Despite the sizable number of emerging technologies for teaching mathematics, few teachers have had the experience of utilizing them in the classroom. In fact, many mathematics teachers are themselves novices in the domain of pedagogical technologies, and could therefore greatly benefit from a program designed specifically to develop their Technological, Pedagogical, and Content Knowledge (TPACK). Such a program would help them to think strategically in planning, organizing, implementing, and critiquing a curriculum that integrated technology in guiding student learning with specific content. Furthermore such a program would aim to meet the needs of all the students in a given class, regardless of their initial proficiency in the subject (Mishra, & Koehler, 2006; Niess, 2008). Professional Development (PD) would be one way to ensure that teachers acquire TPACK.

In this chapter we describe a study of a year-long PD program provided to four teachers teaching integrated algebra in a New York City public school. The context of the PD was the authoring by the teachers of a curriculum incorporating TI-Nspire technology. TI-Nspire is a low-cost personal handheld computing device for mathematics and science supporting a broad range of instructional models as well as a number of advanced modes of assessment. Three important layers of analysis provide the basis for research in the use of the TI-Nspire: (1) Effectiveness. Graphing calculators enhance student learning (Ellington, 2003; Khoju, Jaciw, & Miller, 2005). (2) Enhanced representation and communication of important mathematics. TI-Nspire’s linked representations help teachers to focus student attention on the relationships among multiple representations, such as algebraic equations, geometric constructions, graphs, and tables of data. (3) Deeper opportunities to learn. By using the new document features of TI-Nspire, teachers would find they can almost certainly increase the time in the classroom students spend doing mathematics in an environment possessing the ingredients that promote success - namely, increased support for mastering difficult concepts and skills, high student participation, and tools for reflective practice. Finally, TI-Nspire capabilities extend beyond the familiar graphing calculator. Additional instructional models allow teachers to support project-based learning, engage in participatory simulations, and encourage students to build mathematical models. The need remains to build cumulatively on our existing understanding of teaching secondary mathematics with graphing calculators. By developing PD programs that concentrate not only on teachers integrating technology into their teaching but also on their actually authoring their own materials that need can be directly addressed.

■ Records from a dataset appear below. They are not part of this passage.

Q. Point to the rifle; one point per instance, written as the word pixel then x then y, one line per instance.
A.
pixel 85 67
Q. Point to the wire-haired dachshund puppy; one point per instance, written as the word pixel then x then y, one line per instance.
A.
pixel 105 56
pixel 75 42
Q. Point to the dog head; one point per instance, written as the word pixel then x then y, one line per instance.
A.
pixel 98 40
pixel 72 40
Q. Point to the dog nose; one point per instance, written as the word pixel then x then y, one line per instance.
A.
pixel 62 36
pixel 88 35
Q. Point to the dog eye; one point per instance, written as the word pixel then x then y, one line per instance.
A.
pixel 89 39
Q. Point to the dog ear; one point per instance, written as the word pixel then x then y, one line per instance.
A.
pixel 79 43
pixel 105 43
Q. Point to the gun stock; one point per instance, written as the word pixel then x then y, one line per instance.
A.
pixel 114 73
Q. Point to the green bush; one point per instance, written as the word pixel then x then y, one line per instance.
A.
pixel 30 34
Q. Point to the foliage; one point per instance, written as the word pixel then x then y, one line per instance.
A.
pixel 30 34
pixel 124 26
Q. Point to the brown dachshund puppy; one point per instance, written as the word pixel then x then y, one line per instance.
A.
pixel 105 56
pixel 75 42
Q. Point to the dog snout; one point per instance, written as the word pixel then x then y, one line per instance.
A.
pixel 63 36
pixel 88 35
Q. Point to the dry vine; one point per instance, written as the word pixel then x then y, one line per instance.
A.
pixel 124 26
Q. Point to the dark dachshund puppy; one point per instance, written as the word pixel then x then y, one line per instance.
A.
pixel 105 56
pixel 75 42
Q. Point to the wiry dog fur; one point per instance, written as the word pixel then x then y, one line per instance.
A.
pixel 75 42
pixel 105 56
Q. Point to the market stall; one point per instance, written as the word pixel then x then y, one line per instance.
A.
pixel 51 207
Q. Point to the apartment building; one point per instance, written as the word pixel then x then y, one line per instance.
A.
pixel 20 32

Given the unique characteristics of the PD program we developed, we were able to test the following research questions:

• 1.

  To what extent is a designed model of PD in which teachers author original materials that integrate TI-Nspire technology associated with changes in teachers’ TPACK levels as measured by external assessment of teaching artifacts (lesson plans and TI-Nspire documents) and observed behaviors (classroom teaching and PD presentations)?

• 2.

  Is there a relationship between a teacher’s TPACK level and student achievement?

Background

In this section we provide background information on the PD model used in the study. We discuss first the importance of the teacher content authoring. We then review the context of the study i.e., the role within it of the TI-Nspire technology. Lastly we provide background on our two dependent variables, namely, TPACK and student achievement.